Plus, maybe our opponent, the weather will give us a break and bring a cold front and some rain.
Last note on this: Summer Dormancy
There is a case to be made for allowing your turf to go into dormancy in summer. This is basically a defense mechanism the turf uses naturally. It does the same thing in winter.
When conditions are not optimal for healthy growth, the turf goes into hibernation so it can live to fight another day. If you have watering restrictions where you live, or your schedule doesn’t allow for the added time to water, just let the turf go into dormancy naturally.

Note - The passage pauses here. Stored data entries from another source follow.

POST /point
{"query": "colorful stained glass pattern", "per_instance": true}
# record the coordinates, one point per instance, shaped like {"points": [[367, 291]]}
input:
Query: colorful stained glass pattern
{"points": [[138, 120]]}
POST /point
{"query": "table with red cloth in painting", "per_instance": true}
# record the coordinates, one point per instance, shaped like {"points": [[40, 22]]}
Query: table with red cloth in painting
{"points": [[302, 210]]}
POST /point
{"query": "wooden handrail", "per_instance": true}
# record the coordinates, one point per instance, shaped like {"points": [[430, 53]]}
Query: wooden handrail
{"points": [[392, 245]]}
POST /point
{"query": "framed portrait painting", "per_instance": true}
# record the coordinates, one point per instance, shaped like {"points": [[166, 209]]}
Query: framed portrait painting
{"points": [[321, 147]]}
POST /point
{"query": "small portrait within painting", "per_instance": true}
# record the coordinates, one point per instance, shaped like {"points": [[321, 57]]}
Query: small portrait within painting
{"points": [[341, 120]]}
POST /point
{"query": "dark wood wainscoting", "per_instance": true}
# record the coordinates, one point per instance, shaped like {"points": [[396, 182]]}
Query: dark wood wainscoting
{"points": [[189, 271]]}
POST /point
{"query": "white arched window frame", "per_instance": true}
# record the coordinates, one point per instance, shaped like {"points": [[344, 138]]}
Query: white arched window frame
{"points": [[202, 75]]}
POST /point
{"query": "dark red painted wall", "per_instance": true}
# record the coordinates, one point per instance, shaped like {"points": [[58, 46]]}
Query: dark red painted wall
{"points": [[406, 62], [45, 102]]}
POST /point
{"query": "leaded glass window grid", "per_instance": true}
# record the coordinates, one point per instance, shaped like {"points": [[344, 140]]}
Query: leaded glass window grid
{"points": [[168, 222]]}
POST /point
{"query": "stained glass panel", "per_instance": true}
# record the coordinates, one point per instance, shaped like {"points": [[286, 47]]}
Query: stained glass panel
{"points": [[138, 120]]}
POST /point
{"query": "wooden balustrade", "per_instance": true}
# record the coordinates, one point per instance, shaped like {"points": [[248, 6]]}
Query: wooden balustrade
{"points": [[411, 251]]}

You will still need to give it at least ½” of irrigation or rainfall weekly so the crowns of the grass plant stay alive. Also, if you do decide to let it go dormant, don’t try to bring it out by all of the sudden taking your watering up. Let it stay there until it decides to wake up on its own closer to the fall time.
You will need to prepare for crabgrass though. It doesn’t care anything about heat and summer stress and will rage green in the midst of your brown, dormant lawn.
In the meantime, keep coaching that fighter through the early and middle rounds and hope the weather tires out and gives you (and me) a break.